AGB-Kontrolle
Auch: Inhaltskontrolle Allgemeiner Geschäftsbedingungen
Die AGB-Kontrolle ist die gerichtliche Überprüfung vorformulierter Vertragsbedingungen (Allgemeine Geschäftsbedingungen) daraufhin, ob sie den Vertragspartner entgegen den Geboten von Treu und Glauben unangemessen benachteiligen. Sie ist in §§ 305 ff. BGB geregelt und betrifft im Immobilienbereich insbesondere Maklerverträge und vorformulierte Klauseln in Miet- und Kaufverträgen.
Ausführliche Erklärung
Immer dann, wenn eine Vertragspartei – etwa ein Makler, Vermieter oder Bauträger – für eine Vielzahl von Verträgen vorformulierte Klauseln verwendet, handelt es sich rechtlich um Allgemeine Geschäftsbedingungen (AGB) im Sinne des § 305 BGB, unabhängig davon, ob sie als „AGB" bezeichnet sind. Solche Klauseln unterliegen der AGB-Kontrolle:
- Einbeziehungskontrolle (§ 305 BGB): Wurden die Klauseln überhaupt wirksam Vertragsbestandteil, etwa durch ausreichenden Hinweis und Möglichkeit der Kenntnisnahme?

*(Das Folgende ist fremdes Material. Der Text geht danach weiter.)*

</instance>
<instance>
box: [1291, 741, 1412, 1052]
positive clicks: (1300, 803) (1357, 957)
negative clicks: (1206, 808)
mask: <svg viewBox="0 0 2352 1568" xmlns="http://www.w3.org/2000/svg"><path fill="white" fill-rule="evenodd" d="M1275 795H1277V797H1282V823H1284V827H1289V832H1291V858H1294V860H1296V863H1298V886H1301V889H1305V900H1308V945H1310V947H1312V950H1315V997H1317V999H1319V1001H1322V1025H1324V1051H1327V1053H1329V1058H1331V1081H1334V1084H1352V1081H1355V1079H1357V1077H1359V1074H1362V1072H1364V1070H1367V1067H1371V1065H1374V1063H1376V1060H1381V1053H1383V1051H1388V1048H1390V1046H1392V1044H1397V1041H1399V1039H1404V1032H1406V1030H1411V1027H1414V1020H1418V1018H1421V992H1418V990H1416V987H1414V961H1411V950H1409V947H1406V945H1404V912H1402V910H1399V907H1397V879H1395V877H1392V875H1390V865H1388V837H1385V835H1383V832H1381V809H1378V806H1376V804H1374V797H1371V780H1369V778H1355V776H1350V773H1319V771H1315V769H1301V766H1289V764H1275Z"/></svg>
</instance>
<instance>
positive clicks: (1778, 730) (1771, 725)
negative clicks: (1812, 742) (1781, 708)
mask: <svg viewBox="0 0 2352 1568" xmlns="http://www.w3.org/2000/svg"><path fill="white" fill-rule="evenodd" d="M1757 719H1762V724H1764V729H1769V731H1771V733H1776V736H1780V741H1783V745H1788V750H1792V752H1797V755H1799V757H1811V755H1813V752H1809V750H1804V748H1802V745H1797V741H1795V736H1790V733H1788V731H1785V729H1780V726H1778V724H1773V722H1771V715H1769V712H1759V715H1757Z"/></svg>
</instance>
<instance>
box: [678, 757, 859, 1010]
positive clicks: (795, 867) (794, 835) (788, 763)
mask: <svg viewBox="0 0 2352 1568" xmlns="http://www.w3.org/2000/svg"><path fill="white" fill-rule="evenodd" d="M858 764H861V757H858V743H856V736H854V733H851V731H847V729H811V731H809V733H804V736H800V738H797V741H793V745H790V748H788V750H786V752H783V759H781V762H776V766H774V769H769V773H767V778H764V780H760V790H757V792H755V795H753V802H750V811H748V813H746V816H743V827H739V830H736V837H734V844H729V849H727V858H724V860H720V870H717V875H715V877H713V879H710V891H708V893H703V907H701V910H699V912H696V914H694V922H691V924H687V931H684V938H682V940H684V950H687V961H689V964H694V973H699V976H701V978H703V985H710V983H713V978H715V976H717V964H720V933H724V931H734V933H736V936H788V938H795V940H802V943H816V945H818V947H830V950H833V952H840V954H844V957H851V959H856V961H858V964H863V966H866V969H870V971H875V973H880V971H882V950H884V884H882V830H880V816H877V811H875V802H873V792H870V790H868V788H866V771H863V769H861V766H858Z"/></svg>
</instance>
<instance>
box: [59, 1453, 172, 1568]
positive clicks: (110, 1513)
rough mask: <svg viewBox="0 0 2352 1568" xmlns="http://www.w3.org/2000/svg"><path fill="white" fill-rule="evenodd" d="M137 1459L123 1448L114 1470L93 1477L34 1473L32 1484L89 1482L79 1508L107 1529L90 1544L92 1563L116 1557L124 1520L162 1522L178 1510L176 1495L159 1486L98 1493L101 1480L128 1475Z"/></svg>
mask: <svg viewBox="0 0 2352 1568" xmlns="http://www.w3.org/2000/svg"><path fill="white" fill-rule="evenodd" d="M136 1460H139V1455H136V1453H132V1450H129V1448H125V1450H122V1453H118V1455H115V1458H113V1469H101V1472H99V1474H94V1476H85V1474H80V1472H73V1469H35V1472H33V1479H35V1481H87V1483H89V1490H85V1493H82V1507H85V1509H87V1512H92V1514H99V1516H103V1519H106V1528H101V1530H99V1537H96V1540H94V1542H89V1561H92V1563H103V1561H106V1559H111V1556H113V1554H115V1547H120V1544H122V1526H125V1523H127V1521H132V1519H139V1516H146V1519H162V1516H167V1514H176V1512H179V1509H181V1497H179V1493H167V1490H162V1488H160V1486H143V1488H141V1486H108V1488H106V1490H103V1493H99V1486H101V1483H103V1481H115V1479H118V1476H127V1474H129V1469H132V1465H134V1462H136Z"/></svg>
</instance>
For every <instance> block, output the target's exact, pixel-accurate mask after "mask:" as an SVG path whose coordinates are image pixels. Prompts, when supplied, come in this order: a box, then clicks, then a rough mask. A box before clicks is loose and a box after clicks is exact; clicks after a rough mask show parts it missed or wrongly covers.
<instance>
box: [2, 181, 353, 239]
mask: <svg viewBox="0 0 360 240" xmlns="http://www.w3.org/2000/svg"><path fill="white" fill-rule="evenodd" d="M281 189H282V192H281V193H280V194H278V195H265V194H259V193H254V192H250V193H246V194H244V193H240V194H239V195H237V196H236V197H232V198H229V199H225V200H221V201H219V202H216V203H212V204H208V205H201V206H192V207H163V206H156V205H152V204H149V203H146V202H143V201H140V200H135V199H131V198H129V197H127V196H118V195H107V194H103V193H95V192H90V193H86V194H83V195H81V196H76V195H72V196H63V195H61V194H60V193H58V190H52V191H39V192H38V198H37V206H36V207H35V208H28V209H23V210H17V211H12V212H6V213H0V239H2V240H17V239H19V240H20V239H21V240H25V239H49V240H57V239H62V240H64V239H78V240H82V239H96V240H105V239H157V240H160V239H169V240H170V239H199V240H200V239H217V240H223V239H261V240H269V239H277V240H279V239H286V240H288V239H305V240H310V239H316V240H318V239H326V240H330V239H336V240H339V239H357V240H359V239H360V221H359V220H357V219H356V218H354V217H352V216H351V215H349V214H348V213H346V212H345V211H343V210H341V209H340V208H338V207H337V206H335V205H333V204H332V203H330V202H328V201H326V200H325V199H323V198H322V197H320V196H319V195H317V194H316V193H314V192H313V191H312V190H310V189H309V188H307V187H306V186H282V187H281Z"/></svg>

- Transparenzkontrolle (§ 307 Abs. 1 Satz 2 BGB): Sind die Klauseln klar und verständlich formuliert?
- Inhaltskontrolle (§§ 307-309 BGB): Benachteiligt die Klausel den Vertragspartner unangemessen? § 308 und § 309 BGB listen konkrete, meist unwirksame Klauseltypen auf; § 307 BGB enthält die allgemeine Generalklausel.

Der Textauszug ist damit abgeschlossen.